Packs are designed to be swapped. If the implementation of a module needs to change — different Terraform provider, different provisioning strategy, different cloud target — the pack changes and the module contract stays the same. Operators working through the module interface do not see the change.


Why this structure exists

The four-layer model is a response to a specific failure mode: infrastructure that is hard to reason about because the intent, the execution, the governance, and the implementation are all tangled together.

When everything lives in a single Terraform module or a flat playbook directory, changing one thing requires understanding all the other things it touches. When someone new joins the team, they need to understand the entire system before they can safely operate any part of it. When something breaks, tracing the cause requires reading implementation code rather than examining a structured record of what ran.

Separating the layers does not eliminate complexity. It moves it to the right places. Intent lives in modules. Execution mechanics live in drivers. Governance lives in profiles. Implementation lives in packs. Each of those can be reasoned about independently.
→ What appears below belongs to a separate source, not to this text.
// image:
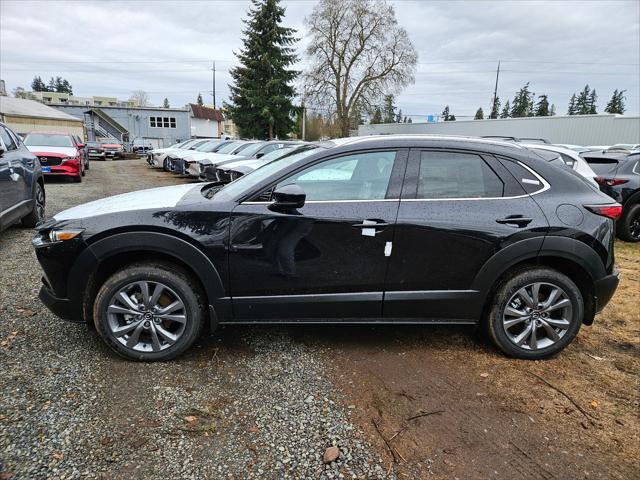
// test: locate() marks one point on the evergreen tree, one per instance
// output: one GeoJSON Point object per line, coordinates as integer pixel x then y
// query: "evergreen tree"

What this looks like in practice

When an operator runs a module, the flow is roughly this: the module declares what should happen, the driver selects the right pack, the profile validates that the operation is permitted in this environment, the pack executes against the real target, and a structured run record is written containing the inputs, tool output, and outcome.

The run record is not optional. It is part of the architecture. Every operation should produce evidence of what ran, against what, with what result. That evidence is what makes the platform auditable, what feeds incident investigation, and what makes it possible to verify that the environment matches the declared intent.


The broader picture

HybridOps operates across on-prem (Proxmox), cloud (Azure, GCP), and edge (Hetzner) targets. The same module contract applies across all of them. The driver and pack handle the surface-specific differences.

This is the architectural claim: the operational model should not change based on where the infrastructure lives. The interface stays stable. The implementation adapts.

Whether that claim holds in all environments is the question the platform is designed to answer.